Dedications: My four late friends Rory, Stan, Bryan, Jeff - shine on you crazy diamonds, they would have blogged too. Then theres Garry from Brisbane, Franco in Milan, Mike now in S.F. / my '60s-'80s gang: Ned & Joseph in Ireland; in England: Frank, Des, Guy, Clive, Joe & Joe, Ian, Ivan, Nick, David, Les, Stewart, the 3 Michaels / Catriona, Sally, Monica, Jean, Ella, Anne, Candie / and now: Daryl in N.Y., Jerry, John, Colin, Martin and Donal.

Tuesday, 26 November 2013

Peeping Tom, 1960

Another visionary director: Michael Powell. I was surprised to see Michael Powell’s notorious shocker PEEPING TOM get an outing on British television, even if on a minor horror channel, bet it was a surprise for regular views of its usually tepid fare. 

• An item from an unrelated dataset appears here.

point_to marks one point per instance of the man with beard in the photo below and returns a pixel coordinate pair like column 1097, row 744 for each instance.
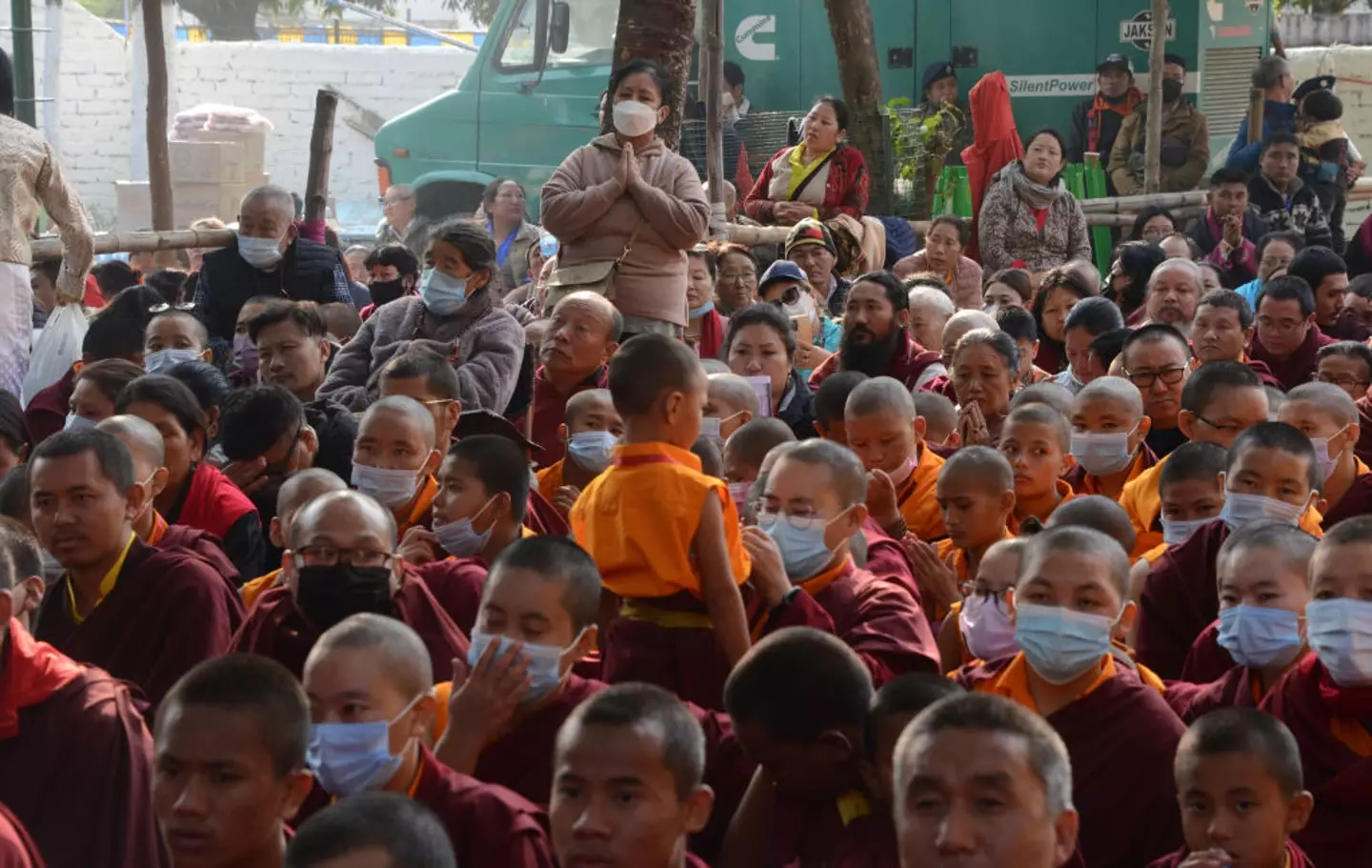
column 877, row 336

Though I have the dvd it was marvellous to watch it again, starting with that lurid opening with Mark Lewis (Carl Boehm) following that prostitute (“It will be two quid”) into that alleyway off Oxford Street, London, as he films her with his camera with its spike and mirror so she can watch her own death …. This of course outraged people at the time, and supposedly finished Powell’s career. Like PSYCHO, also 1960, it re-defined the horror film and remains stunning cinema. Likewise that sequence with dancer Moira Shearer, from Powell's THE RED SHOES, followed by the amusing scenes at the film studio where Mark works, as we wait for the body to be discovered ...Like Hitch with PSYCHO Powell plays with our expectations of fear and dread, laced with humour.

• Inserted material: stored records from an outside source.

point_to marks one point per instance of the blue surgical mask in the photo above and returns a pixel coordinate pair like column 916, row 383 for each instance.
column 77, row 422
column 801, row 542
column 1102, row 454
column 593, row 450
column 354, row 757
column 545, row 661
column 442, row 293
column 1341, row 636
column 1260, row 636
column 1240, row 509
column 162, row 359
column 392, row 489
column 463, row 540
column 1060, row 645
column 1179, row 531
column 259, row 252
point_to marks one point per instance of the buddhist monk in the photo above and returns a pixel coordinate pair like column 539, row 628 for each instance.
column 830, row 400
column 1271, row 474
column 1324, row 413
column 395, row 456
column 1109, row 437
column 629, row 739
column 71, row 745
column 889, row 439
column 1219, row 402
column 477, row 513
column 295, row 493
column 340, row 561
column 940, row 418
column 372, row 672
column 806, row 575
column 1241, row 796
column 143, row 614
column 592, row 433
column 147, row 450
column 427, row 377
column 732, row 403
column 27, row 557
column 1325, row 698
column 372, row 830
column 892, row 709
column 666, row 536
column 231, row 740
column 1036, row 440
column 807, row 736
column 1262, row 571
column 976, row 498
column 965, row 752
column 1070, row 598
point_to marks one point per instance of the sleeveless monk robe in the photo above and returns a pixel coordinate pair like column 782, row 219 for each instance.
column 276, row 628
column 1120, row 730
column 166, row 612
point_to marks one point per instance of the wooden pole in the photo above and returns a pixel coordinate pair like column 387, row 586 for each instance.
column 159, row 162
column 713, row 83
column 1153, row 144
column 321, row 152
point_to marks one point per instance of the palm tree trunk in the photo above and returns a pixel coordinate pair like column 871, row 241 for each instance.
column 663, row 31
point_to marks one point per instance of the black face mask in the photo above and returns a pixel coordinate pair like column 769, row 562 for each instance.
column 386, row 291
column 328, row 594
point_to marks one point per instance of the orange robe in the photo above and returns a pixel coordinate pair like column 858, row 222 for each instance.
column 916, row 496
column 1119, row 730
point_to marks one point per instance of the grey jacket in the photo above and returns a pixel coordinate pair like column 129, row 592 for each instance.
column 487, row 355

Boehm is terrific and the others – Anna Massey, Maxine Audley, Moira Shearer, Shirley Ann Field, and Brenda Bruce – are perfectly cast too. The plot is too well known to mention much here: loner Mark is obsessed with the effects of fear which dates from when his scientist father experimented with him when he was a child, now he has to kill and record his actions, as he gets to know that nice girl who lives below him, but her blind mother is suspicious as she hears him pacing around upstairs. The glamour photo industry of the time is nicely caught too, as a friend says, producing a glamour shot “You don’t get that in “Sight & Sound”! It captures that 1959 era nicely, what with the newsagent shop secretly selling porn, and the 'glamour' photography industry.